28. Hoe zijn de schaduwen van de Wet en het paschalam vervuld?
28 Veel van de diepe geestelijke betekenis van Exodus, te zamen met de profetische toepassing ervan, is te vinden in Paulus’ geschriften, in het bijzonder in hoofdstuk 9 en 10 van Hebreeën. „Want aangezien de Wet een schaduw heeft van de toekomstige goede dingen, maar niet het wezen van de dingen zelf, kunnen mensen nimmer met dezelfde slachtoffers die zij voortdurend van jaar tot jaar brengen, degenen die toetreden, tot volmaaktheid brengen” (Hebr. 10:1). Wij stellen er daarom belang in de schaduw te kennen en de werkelijkheid te begrijpen. Christus „heeft voor altijd één slachtoffer voor zonden gebracht”. Hij wordt beschreven als „het Lam Gods”. Net als in het voorbeeld werd niet één been van dit „Lam” gebroken. De apostel Paulus merkt op: „Christus, ons Pascha, is . . . geslacht. Laten wij het feest daarom niet met oud zuurdeeg vieren, noch met zuurdeeg van slechtheid en goddeloosheid, maar met ongezuurde broden van oprechtheid en waarheid.” — Hebr. 10:12; Joh. 1:29 en 19:36 — Ex. 12:46; 1 Kor. 5:7, 8 — Ex. 23:15.

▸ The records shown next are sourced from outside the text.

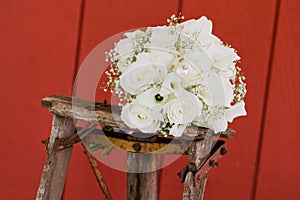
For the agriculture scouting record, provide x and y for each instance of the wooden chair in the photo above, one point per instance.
(203, 151)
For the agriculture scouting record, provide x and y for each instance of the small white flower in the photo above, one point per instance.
(177, 130)
(139, 117)
(200, 32)
(141, 74)
(161, 37)
(236, 110)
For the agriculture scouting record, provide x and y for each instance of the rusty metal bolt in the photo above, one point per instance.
(137, 146)
(223, 151)
(214, 163)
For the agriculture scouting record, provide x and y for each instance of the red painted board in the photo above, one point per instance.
(103, 19)
(279, 176)
(247, 26)
(37, 47)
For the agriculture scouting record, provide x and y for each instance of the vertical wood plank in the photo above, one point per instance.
(38, 44)
(247, 26)
(103, 19)
(278, 176)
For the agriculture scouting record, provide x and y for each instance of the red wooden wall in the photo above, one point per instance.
(42, 44)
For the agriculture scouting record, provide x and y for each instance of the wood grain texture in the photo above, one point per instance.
(142, 185)
(102, 19)
(279, 176)
(247, 26)
(38, 43)
(56, 167)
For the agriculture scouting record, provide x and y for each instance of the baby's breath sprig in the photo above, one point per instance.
(174, 20)
(240, 86)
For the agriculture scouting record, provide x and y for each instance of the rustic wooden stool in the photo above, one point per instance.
(203, 151)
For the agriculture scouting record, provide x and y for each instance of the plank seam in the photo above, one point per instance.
(266, 99)
(79, 39)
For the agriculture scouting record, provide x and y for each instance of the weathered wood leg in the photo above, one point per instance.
(141, 186)
(194, 187)
(97, 172)
(55, 170)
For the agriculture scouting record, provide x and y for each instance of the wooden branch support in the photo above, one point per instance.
(142, 176)
(55, 170)
(100, 179)
(203, 153)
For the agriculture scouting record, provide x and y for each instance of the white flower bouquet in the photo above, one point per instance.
(169, 77)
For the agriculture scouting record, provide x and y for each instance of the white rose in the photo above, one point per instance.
(184, 109)
(223, 57)
(137, 116)
(173, 83)
(218, 91)
(153, 100)
(139, 75)
(195, 66)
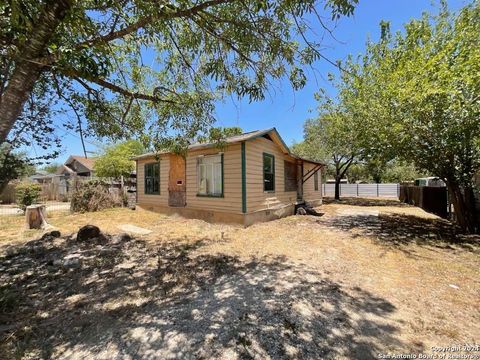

29. (a) Stel het Wetsverbond tegenover het nieuwe verbond. (b) Welke slachtoffers brengen geestelijke Israëlieten God nu?
29 Jezus werd de Middelaar van een nieuw verbond, zoals Mozes de middelaar van het Wetsverbond was geweest. Het contrast tussen deze verbonden wordt ook duidelijk verklaard door de apostel Paulus, die zegt dat het ’met de hand geschreven document, hetwelk uit verordeningen bestond,’ door Jezus’ dood aan de martelpaal uit de weg is geruimd. De uit de doden opgewekte Jezus is als Hogepriester „een openbare dienaar van de heilige plaats en van de ware tent, die door Jehovah en niet door een mens is opgericht”. De priesters die onder de Wet stonden, verrichtten „heilige dienst in een voorafbeelding en een schaduw van de hemelse dingen”, naar het model dat door Mozes werd gegeven. „Maar nu heeft Jezus een uitnemender openbare dienst verkregen, zodat hij ook de middelaar van een dienovereenkomstig beter verbond is, dat wettelijk bevestigd is op betere beloften.” Het oude verbond raakte verouderd en werd weggedaan als een reglement dat de dood toedient. Van de joden die dit niet begrijpen, wordt gezegd dat hun waarnemingsvermogen afgestompt is, maar de gelovigen die beseffen dat het geestelijke Israël onder een nieuw verbond is gekomen, kunnen „met ongesluierde aangezichten de heerlijkheid van Jehovah gelijk spiegels weerkaatsen”, daar zij als dienaren ervan voldoende bekwaam zijn gemaakt. Met een gereinigd geweten kunnen zij hun eigen „slachtoffer van lof brengen, namelijk de vrucht der lippen die zijn naam in het openbaar bekendmaken”. — Kol. 2:14; Hebr. 8:1-6, 13; 2 Kor. 3:6-18; Hebr. 13:15; Ex. 34:27-35.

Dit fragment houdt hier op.